“A world without nuclear weapons is essential for the accomplishment of the priority objectives of humanity, those being peace, security and development” said the member States of OPANAL in a statement released on the International Day for the Total Elimination of Nuclear Weapons.
OPANAL was established in 1968 by the States Parties to the Treaty of Tlatelolco – the treaty prohibiting nuclear weapons in Latin America and the Caribbean. The treaty, which is now supported by all countries in the region, has ensured the non-proliferation of nuclear weapons in the region.

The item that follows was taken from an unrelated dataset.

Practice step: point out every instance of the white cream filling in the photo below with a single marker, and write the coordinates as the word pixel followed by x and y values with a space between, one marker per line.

The Agency promotes full respect for the zone from the nuclear-armed States (some of them still have reservations relating to the protocols not to threaten, use or deploy weapons in the zone), and supports the global prohibition and elimination of nuclear weapons.

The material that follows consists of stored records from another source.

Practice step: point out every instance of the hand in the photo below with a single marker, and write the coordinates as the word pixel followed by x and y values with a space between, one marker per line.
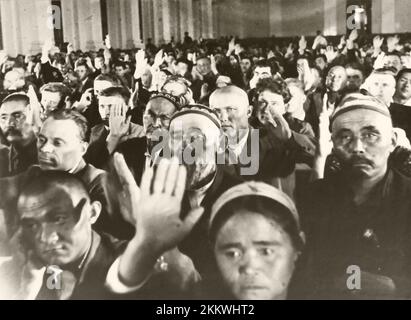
pixel 158 224
pixel 119 125
pixel 107 42
pixel 231 46
pixel 342 43
pixel 331 54
pixel 277 125
pixel 158 59
pixel 302 44
pixel 379 62
pixel 270 54
pixel 33 111
pixel 3 57
pixel 85 100
pixel 141 63
pixel 377 43
pixel 392 42
pixel 325 144
pixel 70 48
pixel 290 50
pixel 402 139
pixel 353 35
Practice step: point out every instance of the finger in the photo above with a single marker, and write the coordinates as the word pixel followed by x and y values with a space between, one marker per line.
pixel 192 218
pixel 146 182
pixel 162 169
pixel 122 170
pixel 172 176
pixel 180 183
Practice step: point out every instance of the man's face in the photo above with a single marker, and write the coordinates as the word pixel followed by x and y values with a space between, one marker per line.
pixel 269 102
pixel 320 63
pixel 194 139
pixel 50 100
pixel 120 71
pixel 298 98
pixel 403 88
pixel 100 85
pixel 59 145
pixel 181 69
pixel 82 72
pixel 336 79
pixel 392 61
pixel 13 80
pixel 363 141
pixel 355 78
pixel 382 86
pixel 146 78
pixel 105 104
pixel 99 63
pixel 56 226
pixel 204 66
pixel 262 72
pixel 157 116
pixel 255 257
pixel 13 121
pixel 233 111
pixel 245 65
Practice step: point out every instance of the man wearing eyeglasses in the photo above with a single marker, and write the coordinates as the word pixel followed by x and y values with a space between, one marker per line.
pixel 17 129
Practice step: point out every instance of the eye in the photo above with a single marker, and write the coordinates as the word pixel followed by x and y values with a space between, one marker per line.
pixel 233 254
pixel 266 251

In 2013, OPANAL and the Tlatelolco received the Future Policy Award for the best global policy on disarmament.
In it’s statement released on September 26, OPANAL demands “that nuclear weapons not be used again, under any circumstances by any actor,” and that negotiations should begin immediately on a nuclear weapons convention – “a universal and legally binding instrument prohibiting the possession, development, production, acquisition, testing, stockpiling, transfer, use or threat of use of nuclear weapons and including provisions for their destruction in a transparent, irreversible and verifiable manner under a multilaterally agreed timetable.”